Last Friday we set up a lan to lan VPN between two sites using a pair of Juniper firewalls connected to plus.net lines. We stress tested the link over the weekend and put it into production on Monday. Tuesday morning I got a call from the customer gushing with praise due to the improvements in speed and reliability compared to their old BT Openworld / Cisco 800 VPN setup.
Tuesday lunchtime the customer rings again to say the VPN is down and they had lost the internet as well. I could still reach both sites from my office without problem. Checking the obvious showed no problems. We managed to set up a limited sniff of the network and it seems that traffic was getting segmented somewhere. Reducing the tcp-max segment size to 1400 on the Junipers restored the internet connection.
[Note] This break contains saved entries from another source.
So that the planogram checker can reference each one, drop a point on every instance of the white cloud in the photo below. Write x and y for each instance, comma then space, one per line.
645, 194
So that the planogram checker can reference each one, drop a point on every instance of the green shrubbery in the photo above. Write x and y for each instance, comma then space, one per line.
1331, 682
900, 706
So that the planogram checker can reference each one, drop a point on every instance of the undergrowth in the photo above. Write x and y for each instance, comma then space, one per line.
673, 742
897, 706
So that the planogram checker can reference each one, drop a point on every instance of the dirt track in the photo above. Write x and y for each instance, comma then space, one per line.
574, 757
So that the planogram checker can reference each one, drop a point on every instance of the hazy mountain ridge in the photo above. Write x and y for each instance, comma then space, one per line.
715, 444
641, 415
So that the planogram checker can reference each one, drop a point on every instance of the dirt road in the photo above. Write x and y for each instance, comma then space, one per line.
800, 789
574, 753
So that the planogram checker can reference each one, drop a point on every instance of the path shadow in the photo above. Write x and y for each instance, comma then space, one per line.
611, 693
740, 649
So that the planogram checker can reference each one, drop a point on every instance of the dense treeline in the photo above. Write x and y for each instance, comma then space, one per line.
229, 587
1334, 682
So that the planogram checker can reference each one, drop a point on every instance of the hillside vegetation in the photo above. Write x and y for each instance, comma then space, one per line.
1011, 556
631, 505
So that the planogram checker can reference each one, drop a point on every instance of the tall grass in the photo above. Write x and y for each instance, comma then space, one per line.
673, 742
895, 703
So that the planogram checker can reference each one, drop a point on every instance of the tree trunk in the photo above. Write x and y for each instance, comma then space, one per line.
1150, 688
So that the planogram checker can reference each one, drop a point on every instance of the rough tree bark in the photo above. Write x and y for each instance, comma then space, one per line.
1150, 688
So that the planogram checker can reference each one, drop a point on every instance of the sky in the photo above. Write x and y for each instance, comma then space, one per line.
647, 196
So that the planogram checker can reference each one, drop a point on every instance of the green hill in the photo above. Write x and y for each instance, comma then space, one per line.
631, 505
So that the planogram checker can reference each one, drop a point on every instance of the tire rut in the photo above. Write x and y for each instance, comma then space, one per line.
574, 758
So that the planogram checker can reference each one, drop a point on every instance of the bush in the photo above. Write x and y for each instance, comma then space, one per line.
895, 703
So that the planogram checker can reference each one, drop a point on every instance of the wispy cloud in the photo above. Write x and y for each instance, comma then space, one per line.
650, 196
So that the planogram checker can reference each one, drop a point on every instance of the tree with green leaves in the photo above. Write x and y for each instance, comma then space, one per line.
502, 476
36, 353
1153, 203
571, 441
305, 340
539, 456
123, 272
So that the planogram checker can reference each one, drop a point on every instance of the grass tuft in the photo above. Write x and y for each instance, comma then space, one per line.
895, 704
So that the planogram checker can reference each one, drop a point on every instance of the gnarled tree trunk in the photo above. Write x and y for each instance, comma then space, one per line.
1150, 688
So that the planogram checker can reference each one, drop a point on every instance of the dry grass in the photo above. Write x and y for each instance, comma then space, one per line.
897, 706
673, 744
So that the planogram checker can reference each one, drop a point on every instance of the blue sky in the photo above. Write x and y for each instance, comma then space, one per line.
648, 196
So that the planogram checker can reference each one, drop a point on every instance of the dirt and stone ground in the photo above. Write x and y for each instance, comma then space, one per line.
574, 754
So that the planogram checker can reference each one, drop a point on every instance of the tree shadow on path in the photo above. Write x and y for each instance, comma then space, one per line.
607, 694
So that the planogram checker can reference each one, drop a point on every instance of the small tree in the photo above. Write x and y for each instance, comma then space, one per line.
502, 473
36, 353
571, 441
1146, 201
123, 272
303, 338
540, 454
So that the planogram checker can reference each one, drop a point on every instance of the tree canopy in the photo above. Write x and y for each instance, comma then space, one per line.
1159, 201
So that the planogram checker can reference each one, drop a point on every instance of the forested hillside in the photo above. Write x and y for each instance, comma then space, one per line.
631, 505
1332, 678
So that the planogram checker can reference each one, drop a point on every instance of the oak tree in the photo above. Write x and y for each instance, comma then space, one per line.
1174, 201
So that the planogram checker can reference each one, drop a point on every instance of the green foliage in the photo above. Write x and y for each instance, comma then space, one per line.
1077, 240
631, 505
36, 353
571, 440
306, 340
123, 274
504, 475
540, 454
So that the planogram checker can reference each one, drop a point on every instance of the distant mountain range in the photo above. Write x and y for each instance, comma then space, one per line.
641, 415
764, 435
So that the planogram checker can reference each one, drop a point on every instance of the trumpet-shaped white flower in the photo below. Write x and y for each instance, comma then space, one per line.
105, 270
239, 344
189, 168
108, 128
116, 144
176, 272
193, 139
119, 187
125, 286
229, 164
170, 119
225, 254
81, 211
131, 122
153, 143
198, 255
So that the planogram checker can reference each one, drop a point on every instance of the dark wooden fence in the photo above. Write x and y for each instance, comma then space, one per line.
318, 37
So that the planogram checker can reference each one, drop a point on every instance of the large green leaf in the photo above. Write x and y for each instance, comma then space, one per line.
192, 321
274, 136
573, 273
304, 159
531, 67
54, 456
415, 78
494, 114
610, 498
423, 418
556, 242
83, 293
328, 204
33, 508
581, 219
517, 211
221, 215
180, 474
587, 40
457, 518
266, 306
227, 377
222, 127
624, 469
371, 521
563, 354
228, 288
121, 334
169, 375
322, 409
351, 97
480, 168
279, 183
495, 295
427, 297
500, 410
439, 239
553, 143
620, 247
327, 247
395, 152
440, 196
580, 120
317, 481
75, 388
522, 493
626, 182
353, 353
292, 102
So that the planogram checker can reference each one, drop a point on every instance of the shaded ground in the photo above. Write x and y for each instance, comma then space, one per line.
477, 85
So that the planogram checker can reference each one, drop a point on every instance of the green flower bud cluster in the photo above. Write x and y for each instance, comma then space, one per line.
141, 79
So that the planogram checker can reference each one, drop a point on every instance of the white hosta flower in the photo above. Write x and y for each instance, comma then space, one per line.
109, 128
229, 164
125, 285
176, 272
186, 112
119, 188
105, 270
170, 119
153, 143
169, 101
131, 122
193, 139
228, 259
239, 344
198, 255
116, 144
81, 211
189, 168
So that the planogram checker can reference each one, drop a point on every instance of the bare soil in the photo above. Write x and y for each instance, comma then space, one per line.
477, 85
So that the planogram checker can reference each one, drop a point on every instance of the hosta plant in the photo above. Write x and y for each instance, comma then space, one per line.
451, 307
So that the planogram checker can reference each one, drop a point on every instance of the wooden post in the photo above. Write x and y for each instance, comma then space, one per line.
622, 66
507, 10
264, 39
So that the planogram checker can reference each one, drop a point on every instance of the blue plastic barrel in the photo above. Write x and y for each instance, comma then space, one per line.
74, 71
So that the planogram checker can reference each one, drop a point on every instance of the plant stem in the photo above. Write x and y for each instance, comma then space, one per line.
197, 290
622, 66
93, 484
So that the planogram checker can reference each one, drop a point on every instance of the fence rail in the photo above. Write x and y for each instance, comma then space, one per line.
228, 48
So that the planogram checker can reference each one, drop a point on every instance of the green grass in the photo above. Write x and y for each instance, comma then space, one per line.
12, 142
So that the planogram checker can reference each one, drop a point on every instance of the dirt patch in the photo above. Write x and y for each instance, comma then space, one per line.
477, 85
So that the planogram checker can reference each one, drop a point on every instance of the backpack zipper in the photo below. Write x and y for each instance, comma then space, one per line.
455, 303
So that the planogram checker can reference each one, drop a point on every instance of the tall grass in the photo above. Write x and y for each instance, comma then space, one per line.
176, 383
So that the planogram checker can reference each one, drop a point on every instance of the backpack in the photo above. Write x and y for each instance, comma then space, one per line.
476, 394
The VPN came back up for a few minutes but went down again. We managed to work around the problem, with the intention of setting a decent sniffer on the case in the evening when both of the internal networks would have calmed down. At 6:00pm when the customer left work the VPN was still down. We had a look at 8:00pm and the VPN was working again and has remained up since.
So the questions...
1. Can anyone suggest a reason other than tcp-mss that might have caused the failure?
2. Can anyone suggest a tcp-mss setting that will ensure a reliable VPN link over Plus.net?
3. Did anything happen to the routing through Dorset Tuesday lunchtime?
Any help appreciated. The customer relies on this link to do business. Maybe they shouldn't but until SDSL gets to Dorset it is all they have.